Updated: 19-Jun-2001 NATO Speeches

At the Chicago Council on
19 June 2001

NATO's Challenges: Illusions and Realities

Speech by NATO Secretary General, Lord Robertson

Ladies and Gentlemen,

It is a great pleasure to be here this evening at the Chicago Council. There is no place like Chicago for taking the measure of the real America - outside the Washington Beltway, and away from the worlds of New York and Los Angeles, which are "unique" to say the least.

But it also a sad occasion, because it is the last day when I will see my friend, John Rielly, safely ensconced at the helm of this great institution, which he has built up so effectively over the years. For thirty years, he has been the Secretary of State for Middle America - a record even Henry Kissinger would envy. The only thing that exceeds the sense of loss I feel at seeing John retire, is the sense of sympathy I have for his successor, who is going to need awfully big feet to fill these shoes. John, we will miss you.

The sub-title for my talk this evening - which the Council proposed and I accepted - is "illusions and realities." I thought this would be an easy one. What the press says about NATO is the illusion, and what I'm going to tell you this evening is the reality. You may think that's a joke - but I'm not kidding.

Discussing such gaps in perception is indeed a fitting subject here in Chicago. Because in conveying the reality of Chicago as a vibrant centre of culture and the arts, this city is sometimes still engaged in an uphill struggle against false images, some of them more than half a century old. Al Capone and tommy guns, for example.

Just recently, a European colleague told me that when he visited Chicago he asked to see the famous slaughterhouses that he had known from gangster movies. Only upon his arrival did he learn that they had been dismantled almost 30 years ago. Another example of the persistence of outdated images. The good news: my colleague plans to return to Chicago -- because he was so impressed with the many cultural events on offer. As so often, it pays to have a closer look.

NATO faces a similar challenge of perceptions, and recent events have underscored this fact once again. Last week, we had the first meeting of NATO Presidents and Prime Ministers since the 1999 Washington Summit. It was the first chance for the European leaders to meet together with President George W. Bush. This followed on NATO Foreign and Defence Ministers' meetings during the previous two weeks.

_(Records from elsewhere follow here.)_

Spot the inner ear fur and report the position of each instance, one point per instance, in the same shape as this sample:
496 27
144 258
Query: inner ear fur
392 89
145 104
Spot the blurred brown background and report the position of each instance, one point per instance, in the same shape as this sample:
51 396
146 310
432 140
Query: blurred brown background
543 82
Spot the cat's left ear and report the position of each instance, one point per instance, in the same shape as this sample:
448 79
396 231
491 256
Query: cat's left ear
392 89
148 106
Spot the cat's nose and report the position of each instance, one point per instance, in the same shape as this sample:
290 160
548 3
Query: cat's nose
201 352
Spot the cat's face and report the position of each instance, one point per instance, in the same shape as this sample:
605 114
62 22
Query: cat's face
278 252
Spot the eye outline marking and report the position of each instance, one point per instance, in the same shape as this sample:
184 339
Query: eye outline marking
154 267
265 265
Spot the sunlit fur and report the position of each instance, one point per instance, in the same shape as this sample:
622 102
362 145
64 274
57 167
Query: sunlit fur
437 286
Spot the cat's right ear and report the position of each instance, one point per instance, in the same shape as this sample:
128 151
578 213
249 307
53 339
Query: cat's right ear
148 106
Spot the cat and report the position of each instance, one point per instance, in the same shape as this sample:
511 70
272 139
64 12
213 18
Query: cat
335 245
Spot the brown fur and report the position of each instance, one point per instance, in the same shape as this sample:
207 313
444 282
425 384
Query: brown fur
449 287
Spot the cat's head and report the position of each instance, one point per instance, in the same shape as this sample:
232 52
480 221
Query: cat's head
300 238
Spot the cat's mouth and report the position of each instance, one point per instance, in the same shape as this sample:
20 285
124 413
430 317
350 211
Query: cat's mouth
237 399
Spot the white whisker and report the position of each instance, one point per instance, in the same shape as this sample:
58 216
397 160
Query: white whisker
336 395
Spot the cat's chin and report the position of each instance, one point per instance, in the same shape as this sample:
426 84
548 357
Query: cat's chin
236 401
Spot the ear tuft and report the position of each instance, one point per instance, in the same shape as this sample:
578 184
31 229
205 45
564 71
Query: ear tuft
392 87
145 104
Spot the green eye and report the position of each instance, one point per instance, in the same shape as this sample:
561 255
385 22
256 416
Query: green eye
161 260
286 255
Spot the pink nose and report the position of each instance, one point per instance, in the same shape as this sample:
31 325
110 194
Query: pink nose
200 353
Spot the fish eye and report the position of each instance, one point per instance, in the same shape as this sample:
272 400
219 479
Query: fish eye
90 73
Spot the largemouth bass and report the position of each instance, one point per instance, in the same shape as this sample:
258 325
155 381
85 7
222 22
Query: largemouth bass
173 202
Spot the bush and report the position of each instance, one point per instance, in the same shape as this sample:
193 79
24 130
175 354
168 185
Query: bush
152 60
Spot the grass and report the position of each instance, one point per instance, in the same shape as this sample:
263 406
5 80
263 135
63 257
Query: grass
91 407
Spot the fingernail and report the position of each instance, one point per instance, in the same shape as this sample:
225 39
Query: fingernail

I believe the NATO leaders came away from these meetings more committed to a common approach, and with a greater sense of NATO solidarity, than at any time in the past several months. And yet if you read the papers, you would think anything but this was the case. The image portrayed in large parts of the press is one of an Alliance split over missile defence, over EU defence plans, over our engagement in the Balkans, over NATO enlargement -- to name just a few issues.

What explains such a divergence between public image and reality? Is the media to blame for making up bad stories, simply because bad news sells better? Or do we ourselves have a "tunnel vision" that makes us see progress even when there isn't any?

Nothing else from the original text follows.